The team analyzed the genomes of 10,000 viruses and investigated outbreaks recorded by the World Organization for Animal Health and the United Nations since 2005. The authors note that the virus’s ubiquity in wild birds has accelerated the speed of the pathogen’s spread and multiplied the risk of genetic reassortment. “There is a perpetual threat of the virus jumping to humans. This is mainly due to the virus’s ability to evolve rapidly. It can acquire mutations that help it better attach to receptors on human cells, or it can acquire the ability to transmit via aerosols,” Dhanasekaran explains. “The biggest concern is the genetic reassortment of an H5 [bird] virus with human influenza viruses, which is what happened in previous pandemics, such as the ones in 1957 and 1968.”
Ornithologist Victor Gamarra notes that the current panzootic — the animal equivalent of a pandemic — has affected “hundreds of thousands of wild birds” around the world. The first case of H5N1 in Peru was detected in a pelican on November 13, 2022. The outbreak spread quickly along the coast and by mid-March at least 100,000 wild birds — belonging to 24 species, some of which are endangered — had been found dead, as Gamarra’s team described in a recent study.
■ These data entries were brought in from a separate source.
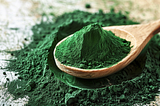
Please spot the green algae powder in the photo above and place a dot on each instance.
(45, 87)
(92, 47)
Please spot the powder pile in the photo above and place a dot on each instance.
(44, 88)
(91, 48)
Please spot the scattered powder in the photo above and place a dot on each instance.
(44, 87)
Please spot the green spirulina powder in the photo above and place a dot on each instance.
(41, 80)
(92, 47)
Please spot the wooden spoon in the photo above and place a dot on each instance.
(139, 35)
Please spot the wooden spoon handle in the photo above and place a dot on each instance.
(143, 32)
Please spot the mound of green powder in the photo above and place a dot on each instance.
(44, 88)
(91, 48)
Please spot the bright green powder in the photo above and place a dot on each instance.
(92, 47)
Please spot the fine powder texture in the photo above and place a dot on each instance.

The pathogen killed 20% of the pelicans in Peru’s protected marine areas. The ornithologist emphasizes that the total numbers are much higher, because his estimates do not include what happened outside protected areas, where half a million birds could have died.
“The virus has spread throughout South America. And it’s no longer just birds, but thousands and thousands of dead sea lions from the Pacific coast to the Atlantic,” laments Gamarra, a researcher at the Natural History Museum of the National University of San Agustín in Arequipa, Peru. “The situation could become even worse when the new bird migration begins soon. A recombination of the virus could occur, and we could possibly be talking about a second wave in South America,” he warns. “This virus spreads fairly quickly, so studies like Dhanasekaran’s may become outdated. That’s this virus’s major threat: we are not prepared to be able to counteract how fast it [spreads].”